Heather Mac Donald’s coded racism is not at all subtle

Heather Mac Donald is claiming that identity politics is harming the sciences. It’s an amazing exercise in willful blindness and coded assumptions.

Identity politics has engulfed the humanities and social sciences on American campuses; now it is taking over the hard sciences. The STEM fields—science, technology, engineering, and math—are under attack for being insufficiently “diverse.” The pressure to increase the representation of females, blacks, and Hispanics comes from the federal government, university administrators, and scientific societies themselves. That pressure is changing how science is taught and how scientific qualifications are evaluated. The results will be disastrous for scientific innovation and for American competitiveness.

Yes, we’re always changing how science is taught. When I was a college student, you’d go into a huge classroom, sit on your butt, and a professor on a distant podium would lecture at you. That was great for some things, and I learned a lot, but the most formative experiences in my training were all in small lab settings where we did stuff. Good teachers experiment all the time and try new approaches to engage students. I don’t think Mac Donald is a teacher, or has any experience in STEM, so she’s lacking in qualifications to judge how teaching works, and she doesn’t present any evidence that teaching is getting worse as we reach out to diverse students.
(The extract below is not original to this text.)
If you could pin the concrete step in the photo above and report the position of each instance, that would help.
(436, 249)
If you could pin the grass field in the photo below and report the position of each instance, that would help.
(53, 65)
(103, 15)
But look at that coded assumption at the end of the paragraph: it is going to have a “disastrous” effect on American science if we increase representation of “females, blacks, and Hispanics”! Why? Does Heather know something we don’t? Are we just supposed to assume that those groups are intellectually inferior to white men, so it’s going to downgrade our scientific institutions if we don’t staff them entirely with white guys?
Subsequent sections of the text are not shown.